Hundreds of thousands of active oil and gas wells go without government inspection in any given year, and fines for regulatory violations are too small to change drilling company behavior, according to an energy watchdog group's review of regulation and enforcement activities in six states.
The 124-page report, released Tuesday by the Oil & Gas Accountability Project at Earthworks, an environmental and public health advocacy group based in Washington, examined well inspection data, violations, enforcement actions and penalties in Colorado, New Mexico, New York, Ohio, Pennsylvania and Texas.
The analysis suggested that state regulators are often understaffed, underfunded, or otherwise unable to keep pace with rapidly expanding oil and gas exploration and the attending risk of spills, leaks, contamination and accidents that might arise through negligence or deliberate shortcutting.

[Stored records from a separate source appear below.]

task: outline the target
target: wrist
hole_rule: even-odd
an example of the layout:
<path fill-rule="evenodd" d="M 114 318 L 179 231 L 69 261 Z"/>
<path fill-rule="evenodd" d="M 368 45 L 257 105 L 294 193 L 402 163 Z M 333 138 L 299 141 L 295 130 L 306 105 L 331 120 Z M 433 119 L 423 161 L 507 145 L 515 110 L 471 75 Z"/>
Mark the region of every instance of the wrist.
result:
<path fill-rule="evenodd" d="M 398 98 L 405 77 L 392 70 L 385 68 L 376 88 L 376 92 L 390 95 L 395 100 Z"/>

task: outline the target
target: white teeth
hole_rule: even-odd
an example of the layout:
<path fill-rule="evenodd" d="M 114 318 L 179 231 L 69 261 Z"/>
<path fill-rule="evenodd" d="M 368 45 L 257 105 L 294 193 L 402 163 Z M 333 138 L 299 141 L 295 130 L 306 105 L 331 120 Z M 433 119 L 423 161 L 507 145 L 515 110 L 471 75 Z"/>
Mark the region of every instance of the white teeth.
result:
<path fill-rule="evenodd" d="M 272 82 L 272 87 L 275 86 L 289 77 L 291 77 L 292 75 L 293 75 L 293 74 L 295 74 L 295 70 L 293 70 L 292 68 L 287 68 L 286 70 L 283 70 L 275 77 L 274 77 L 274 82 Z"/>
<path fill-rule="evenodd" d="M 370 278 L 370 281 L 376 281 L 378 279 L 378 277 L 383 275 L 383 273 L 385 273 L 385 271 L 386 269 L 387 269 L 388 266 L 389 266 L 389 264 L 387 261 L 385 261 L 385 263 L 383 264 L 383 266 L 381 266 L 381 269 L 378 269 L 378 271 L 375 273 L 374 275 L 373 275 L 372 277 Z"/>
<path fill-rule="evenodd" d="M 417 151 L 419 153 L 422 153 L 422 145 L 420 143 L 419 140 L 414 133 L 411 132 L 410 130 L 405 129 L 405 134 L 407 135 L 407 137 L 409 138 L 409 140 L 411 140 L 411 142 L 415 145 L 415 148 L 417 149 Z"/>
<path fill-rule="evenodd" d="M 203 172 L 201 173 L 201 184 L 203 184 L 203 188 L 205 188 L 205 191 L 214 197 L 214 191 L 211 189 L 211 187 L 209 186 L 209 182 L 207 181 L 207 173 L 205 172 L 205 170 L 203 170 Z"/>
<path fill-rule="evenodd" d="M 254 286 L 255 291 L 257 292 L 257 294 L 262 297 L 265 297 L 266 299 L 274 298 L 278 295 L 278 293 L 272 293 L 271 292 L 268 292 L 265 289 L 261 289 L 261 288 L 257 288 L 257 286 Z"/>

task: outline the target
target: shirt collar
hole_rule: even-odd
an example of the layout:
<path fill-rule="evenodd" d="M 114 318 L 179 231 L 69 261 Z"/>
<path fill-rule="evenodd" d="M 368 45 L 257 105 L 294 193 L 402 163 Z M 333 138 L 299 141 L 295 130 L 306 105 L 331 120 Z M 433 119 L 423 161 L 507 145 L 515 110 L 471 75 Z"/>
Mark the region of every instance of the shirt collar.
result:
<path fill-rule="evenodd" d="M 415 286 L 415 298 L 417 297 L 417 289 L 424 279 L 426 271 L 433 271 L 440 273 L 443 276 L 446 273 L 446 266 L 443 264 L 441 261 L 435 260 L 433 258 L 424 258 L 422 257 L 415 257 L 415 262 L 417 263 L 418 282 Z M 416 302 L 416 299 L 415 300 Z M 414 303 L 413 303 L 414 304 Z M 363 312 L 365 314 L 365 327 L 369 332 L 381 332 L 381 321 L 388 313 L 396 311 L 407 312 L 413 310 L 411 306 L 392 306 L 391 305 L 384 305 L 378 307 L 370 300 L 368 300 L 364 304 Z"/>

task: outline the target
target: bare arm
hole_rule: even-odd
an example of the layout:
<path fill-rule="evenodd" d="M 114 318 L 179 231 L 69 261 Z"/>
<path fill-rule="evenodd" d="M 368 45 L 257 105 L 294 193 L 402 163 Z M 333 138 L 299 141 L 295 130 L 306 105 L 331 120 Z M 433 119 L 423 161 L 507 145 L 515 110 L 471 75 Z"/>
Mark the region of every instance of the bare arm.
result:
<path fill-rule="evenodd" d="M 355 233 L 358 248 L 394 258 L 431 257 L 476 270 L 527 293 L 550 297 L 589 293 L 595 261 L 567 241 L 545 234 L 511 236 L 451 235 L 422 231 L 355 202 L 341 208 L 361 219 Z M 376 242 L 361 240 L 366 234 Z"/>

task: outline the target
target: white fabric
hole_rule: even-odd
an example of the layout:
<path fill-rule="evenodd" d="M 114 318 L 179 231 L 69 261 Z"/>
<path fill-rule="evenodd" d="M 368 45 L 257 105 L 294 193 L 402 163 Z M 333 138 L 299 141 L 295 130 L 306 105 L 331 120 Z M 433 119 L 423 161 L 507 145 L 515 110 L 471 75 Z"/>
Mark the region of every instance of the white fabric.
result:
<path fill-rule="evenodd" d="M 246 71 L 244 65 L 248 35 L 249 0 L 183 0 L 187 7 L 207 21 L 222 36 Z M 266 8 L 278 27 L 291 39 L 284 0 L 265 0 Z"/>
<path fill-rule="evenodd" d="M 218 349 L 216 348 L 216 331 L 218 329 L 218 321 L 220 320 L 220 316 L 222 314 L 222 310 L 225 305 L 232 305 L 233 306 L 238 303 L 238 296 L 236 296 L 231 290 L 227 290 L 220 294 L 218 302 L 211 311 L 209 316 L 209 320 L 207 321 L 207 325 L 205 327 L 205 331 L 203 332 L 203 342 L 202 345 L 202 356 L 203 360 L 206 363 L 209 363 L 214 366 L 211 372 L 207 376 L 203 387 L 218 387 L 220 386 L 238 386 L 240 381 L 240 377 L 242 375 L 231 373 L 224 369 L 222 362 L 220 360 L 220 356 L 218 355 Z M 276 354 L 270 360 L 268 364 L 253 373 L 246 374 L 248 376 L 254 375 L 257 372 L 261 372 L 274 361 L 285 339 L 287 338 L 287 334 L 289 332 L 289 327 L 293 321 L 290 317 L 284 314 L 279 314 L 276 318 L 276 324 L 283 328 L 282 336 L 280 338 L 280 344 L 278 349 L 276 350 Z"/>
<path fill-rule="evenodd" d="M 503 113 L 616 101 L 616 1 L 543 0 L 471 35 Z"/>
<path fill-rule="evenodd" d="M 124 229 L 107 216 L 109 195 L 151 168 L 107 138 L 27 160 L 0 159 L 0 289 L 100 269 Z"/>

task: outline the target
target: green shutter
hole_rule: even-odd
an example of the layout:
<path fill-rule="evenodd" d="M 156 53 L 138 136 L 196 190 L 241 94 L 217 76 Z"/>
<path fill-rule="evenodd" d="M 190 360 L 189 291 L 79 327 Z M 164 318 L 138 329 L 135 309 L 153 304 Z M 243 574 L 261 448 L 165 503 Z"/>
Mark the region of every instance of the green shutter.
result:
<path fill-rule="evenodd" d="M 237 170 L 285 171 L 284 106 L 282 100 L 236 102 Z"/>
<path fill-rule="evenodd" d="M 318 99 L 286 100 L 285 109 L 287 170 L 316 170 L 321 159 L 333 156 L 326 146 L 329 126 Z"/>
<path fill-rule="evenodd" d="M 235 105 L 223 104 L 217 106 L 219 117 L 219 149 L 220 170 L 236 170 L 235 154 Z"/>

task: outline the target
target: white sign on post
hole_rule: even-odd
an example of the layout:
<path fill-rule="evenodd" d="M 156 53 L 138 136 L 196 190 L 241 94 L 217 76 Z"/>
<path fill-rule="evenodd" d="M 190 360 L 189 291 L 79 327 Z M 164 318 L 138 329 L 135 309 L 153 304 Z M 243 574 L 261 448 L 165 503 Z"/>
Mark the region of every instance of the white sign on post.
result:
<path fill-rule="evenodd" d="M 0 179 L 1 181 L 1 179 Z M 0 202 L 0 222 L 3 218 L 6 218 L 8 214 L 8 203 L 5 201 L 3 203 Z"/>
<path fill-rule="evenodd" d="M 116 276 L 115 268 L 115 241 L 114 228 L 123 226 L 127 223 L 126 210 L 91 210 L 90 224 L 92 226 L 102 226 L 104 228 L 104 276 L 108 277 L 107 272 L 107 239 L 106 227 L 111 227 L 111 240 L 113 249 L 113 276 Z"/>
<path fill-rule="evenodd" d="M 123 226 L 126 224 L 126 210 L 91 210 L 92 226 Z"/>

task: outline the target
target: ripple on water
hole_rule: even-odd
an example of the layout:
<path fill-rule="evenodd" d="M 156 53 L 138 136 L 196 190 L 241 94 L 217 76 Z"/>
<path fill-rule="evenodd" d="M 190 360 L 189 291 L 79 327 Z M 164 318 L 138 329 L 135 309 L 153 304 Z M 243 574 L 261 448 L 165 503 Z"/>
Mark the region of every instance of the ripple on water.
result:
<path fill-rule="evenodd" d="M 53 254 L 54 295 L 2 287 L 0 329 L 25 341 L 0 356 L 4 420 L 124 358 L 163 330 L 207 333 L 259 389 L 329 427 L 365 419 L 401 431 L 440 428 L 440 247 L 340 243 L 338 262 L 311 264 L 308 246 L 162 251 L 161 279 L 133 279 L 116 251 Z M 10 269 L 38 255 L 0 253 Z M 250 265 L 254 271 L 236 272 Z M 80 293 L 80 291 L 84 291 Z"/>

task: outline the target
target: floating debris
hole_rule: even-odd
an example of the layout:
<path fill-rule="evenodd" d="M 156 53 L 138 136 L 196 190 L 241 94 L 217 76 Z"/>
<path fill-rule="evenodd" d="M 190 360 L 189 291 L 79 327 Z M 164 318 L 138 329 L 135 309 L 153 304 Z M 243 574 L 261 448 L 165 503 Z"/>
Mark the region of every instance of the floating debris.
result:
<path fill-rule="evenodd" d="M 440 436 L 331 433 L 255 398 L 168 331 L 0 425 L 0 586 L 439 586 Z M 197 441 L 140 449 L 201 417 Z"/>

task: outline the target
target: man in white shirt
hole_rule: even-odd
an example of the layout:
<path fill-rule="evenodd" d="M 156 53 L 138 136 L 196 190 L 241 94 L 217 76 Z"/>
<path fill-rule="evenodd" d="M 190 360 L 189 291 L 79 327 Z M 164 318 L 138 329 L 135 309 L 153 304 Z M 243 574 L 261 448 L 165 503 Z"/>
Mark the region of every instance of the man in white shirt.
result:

The review lands amid a contentious presidential election that has been animated in part by starkly different views on energy development and the appropriate role of the federal government in ensuring that public health and the environment are protected from industrial activity.
"I was surprised at how uniformly inadequate things were," said Bruce Baizel, a staff attorney with Earthworks. "If you compare this to building a house -- you have to have multiple inspections during the home-building process. Why is that not the case here, with oil and gas drilling? It should be. But you can get a permit to drill a well and never see a single inspection. The regulators don't like for that to happen, but it does happen."
Oil and gas industry representatives, as well as state regulators, quickly dismissed the report as both flawed and biased.